En lo sublime dinámico la cercanía de la muerte es lo que podríamos llamar una cercanía lejana. Es
decir, tengo frente a mí algo que presumo que podría causarme la muerte pero, sin embargo, estoy lo
suficientemente lejos como para que eso no me afecte directamente. De nuevo aparece el problema de la
distancia (como en Hume y en Burke). Estoy en una posición a salvo de la muerte, en una posición que me
permite ver la cercanía de la muerte como una lejanía, como quien ve una tempestad por la ventana. Soy
espectador, en lugar de protagonista, del peligro. De este modo, tengo una visión panorámica de lo que, si fuera
protagonista de esa experiencia, si la estuviera viviendo, podría llevarme a la muerte.
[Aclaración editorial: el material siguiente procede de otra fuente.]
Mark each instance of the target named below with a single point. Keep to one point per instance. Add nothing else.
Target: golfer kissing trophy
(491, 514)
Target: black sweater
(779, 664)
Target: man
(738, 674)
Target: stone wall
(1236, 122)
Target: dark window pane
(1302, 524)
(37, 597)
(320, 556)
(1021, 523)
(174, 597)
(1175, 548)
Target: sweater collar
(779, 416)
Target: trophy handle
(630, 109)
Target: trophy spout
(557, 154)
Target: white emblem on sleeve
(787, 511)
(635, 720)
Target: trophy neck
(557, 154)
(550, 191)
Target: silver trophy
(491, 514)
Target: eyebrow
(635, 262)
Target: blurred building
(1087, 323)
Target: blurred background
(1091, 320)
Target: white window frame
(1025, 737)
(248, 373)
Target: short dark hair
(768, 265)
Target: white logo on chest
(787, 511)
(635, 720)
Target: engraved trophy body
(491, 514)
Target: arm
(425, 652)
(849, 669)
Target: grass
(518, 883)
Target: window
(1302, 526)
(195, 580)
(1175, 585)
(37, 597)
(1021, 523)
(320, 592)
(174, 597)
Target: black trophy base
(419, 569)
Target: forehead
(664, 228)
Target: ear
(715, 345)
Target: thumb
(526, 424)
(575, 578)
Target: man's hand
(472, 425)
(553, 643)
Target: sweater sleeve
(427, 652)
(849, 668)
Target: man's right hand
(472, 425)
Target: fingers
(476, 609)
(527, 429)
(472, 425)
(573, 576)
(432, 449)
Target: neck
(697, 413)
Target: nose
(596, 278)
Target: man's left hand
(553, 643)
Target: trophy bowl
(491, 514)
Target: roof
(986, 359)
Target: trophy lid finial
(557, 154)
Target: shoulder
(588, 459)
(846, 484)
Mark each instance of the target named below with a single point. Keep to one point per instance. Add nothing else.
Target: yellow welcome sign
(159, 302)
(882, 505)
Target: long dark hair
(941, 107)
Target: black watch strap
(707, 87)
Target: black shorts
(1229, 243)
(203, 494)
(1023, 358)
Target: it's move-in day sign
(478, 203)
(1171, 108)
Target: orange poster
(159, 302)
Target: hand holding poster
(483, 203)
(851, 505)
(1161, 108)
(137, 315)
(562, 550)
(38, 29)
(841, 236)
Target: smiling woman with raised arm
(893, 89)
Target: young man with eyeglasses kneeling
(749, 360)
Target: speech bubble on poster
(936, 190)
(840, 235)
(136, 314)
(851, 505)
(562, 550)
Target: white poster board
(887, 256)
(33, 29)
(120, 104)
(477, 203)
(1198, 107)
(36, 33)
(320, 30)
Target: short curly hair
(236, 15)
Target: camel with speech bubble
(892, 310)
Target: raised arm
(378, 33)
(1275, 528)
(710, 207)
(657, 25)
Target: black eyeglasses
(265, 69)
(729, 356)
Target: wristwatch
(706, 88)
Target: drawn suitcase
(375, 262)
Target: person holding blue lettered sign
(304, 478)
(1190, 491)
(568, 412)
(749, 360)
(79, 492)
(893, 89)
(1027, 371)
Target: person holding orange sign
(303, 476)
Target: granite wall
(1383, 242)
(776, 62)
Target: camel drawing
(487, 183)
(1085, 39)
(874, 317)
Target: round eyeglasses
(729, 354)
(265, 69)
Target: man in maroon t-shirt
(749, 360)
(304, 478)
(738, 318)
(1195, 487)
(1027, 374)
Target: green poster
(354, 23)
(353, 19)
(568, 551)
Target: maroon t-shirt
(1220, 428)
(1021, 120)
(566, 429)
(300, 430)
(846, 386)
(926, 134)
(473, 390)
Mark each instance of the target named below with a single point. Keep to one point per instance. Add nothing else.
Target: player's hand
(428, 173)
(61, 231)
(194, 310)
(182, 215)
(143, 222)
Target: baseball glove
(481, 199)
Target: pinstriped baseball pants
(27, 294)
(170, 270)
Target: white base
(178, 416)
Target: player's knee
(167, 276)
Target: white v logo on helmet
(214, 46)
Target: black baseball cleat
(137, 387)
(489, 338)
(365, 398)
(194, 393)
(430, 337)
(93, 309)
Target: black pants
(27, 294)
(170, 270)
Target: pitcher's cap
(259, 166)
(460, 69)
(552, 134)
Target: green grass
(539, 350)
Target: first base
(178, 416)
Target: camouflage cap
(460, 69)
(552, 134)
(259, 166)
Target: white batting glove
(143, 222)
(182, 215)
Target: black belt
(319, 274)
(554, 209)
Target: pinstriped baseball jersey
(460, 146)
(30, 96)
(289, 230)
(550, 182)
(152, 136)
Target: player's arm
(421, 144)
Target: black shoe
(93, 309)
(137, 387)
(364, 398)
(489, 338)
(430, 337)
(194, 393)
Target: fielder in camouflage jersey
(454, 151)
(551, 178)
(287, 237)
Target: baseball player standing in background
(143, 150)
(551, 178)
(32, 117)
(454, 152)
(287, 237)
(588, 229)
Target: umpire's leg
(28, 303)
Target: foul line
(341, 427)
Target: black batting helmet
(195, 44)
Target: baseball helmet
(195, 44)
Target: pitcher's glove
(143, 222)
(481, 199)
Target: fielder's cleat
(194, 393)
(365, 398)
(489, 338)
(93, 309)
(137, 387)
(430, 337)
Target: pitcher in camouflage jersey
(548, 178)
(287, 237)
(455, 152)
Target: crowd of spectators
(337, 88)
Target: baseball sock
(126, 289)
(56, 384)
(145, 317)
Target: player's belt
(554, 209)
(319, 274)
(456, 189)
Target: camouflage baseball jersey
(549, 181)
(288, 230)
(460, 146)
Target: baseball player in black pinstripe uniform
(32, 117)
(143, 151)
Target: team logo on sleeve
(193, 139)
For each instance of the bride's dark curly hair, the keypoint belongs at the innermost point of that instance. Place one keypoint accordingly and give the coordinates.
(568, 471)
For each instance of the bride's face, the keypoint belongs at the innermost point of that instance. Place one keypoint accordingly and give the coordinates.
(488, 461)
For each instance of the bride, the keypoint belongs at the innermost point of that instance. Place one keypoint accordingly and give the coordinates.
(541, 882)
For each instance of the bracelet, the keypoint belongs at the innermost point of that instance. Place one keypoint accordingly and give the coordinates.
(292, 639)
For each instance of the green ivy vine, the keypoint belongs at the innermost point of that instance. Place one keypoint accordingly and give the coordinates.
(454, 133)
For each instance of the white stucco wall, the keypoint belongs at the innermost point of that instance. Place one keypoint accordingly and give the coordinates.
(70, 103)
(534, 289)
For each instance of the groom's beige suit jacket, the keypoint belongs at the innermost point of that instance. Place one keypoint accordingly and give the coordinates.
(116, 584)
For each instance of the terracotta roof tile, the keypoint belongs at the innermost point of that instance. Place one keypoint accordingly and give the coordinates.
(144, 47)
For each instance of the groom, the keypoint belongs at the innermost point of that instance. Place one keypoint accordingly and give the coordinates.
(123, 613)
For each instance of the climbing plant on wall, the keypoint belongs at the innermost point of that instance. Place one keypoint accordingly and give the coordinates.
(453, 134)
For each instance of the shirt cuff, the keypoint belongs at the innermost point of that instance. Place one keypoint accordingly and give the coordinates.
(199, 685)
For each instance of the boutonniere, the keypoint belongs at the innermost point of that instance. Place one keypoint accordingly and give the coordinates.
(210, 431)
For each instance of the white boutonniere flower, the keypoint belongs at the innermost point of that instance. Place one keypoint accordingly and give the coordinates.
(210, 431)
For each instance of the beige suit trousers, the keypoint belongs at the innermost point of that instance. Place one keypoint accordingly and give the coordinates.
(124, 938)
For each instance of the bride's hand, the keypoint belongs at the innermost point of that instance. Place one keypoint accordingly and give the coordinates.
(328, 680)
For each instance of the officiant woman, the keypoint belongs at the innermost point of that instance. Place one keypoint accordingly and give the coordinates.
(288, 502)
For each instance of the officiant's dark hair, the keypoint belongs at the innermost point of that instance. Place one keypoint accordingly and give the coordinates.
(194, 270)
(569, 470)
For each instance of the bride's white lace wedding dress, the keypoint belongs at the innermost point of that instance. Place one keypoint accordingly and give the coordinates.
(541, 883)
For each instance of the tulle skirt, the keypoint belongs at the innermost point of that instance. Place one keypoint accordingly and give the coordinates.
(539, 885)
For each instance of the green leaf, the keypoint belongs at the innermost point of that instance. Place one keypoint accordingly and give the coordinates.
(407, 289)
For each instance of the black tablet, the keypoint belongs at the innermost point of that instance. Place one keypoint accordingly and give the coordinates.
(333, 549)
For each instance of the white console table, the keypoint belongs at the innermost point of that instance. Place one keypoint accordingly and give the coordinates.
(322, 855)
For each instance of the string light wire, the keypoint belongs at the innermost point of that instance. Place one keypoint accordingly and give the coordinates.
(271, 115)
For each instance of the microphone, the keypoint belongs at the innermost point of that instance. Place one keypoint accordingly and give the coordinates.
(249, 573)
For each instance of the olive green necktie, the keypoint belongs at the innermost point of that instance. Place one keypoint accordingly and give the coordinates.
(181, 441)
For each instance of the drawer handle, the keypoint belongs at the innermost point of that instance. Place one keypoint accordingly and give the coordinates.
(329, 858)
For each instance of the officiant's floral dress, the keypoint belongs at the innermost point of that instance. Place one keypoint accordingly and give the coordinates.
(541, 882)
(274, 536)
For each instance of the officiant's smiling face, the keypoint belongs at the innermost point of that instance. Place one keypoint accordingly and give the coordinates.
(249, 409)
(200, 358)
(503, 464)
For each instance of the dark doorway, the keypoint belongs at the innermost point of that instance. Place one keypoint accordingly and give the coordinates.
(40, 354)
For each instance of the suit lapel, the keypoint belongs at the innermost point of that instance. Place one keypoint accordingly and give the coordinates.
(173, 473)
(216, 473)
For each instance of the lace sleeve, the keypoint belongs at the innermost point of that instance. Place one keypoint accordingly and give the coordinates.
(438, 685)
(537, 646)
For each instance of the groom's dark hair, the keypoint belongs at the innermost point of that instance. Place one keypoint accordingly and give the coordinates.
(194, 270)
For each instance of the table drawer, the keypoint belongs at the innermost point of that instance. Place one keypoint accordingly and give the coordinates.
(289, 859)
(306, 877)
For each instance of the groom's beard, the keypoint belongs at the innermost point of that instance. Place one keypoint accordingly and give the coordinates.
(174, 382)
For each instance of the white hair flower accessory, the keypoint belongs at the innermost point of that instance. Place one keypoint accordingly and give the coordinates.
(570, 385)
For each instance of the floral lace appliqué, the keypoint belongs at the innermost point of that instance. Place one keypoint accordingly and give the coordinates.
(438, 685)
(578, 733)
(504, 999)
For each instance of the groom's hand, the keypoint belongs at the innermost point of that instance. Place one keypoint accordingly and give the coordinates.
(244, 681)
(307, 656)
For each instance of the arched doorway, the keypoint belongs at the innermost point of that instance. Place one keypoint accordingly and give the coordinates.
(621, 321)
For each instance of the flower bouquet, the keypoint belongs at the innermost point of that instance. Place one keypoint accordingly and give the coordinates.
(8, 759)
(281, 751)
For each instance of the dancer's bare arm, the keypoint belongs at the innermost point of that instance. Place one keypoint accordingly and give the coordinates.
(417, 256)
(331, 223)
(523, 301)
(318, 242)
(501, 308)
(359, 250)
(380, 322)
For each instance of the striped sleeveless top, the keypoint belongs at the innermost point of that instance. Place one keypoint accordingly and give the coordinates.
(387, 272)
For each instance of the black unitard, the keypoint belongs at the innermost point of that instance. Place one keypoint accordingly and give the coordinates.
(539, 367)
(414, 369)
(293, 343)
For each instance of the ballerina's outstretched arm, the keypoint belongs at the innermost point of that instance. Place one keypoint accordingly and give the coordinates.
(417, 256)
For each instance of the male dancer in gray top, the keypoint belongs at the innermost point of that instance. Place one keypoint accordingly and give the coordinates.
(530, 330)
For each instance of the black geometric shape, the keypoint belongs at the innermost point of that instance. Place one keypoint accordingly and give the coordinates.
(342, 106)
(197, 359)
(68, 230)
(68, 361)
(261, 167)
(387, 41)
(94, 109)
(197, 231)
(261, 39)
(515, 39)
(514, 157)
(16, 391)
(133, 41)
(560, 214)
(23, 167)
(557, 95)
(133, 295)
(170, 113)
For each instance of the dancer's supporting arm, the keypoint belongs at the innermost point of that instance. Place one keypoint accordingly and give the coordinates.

La emoción propia de lo sublime no responde a un juego (como la emoción propia de lo bello) sino a lo
que Kant llama seriedad. Cuando Kant introduce la palabra seriedad, para contraponer la emoción de lo sublime
con la de lo bello, hace entender a lo bello, retroactivamente, como mucho más lúdico y ligero de lo que en
principio parecía. Como si la seriedad de lo sublime hiciera de la experiencia de lo bello una experiencia mucho
más liviana que la de lo sublime, en la medida en que tiene como límite un concepto que permanece
indeterminado pero que es fácilmente determinable en un momento ulterior. En cambio, en lo sublime tiene
lugar un desbordamiento de las facultades, en la medida en que lo que tengo delante, aun cuando la imaginación
se esforzara en enlazar su representación con algún concepto que está latente, no lo encontraría. No hay concepto
indeterminado -y posteriormente determinable- que sirva de límite a lo sublime. El lugar del concepto, esta vez,
lo ocupa la idea. Con lo único que la imaginación puede relacionar la representación de ese objeto sin forma (o
no-objeto) es con una idea y no con un concepto.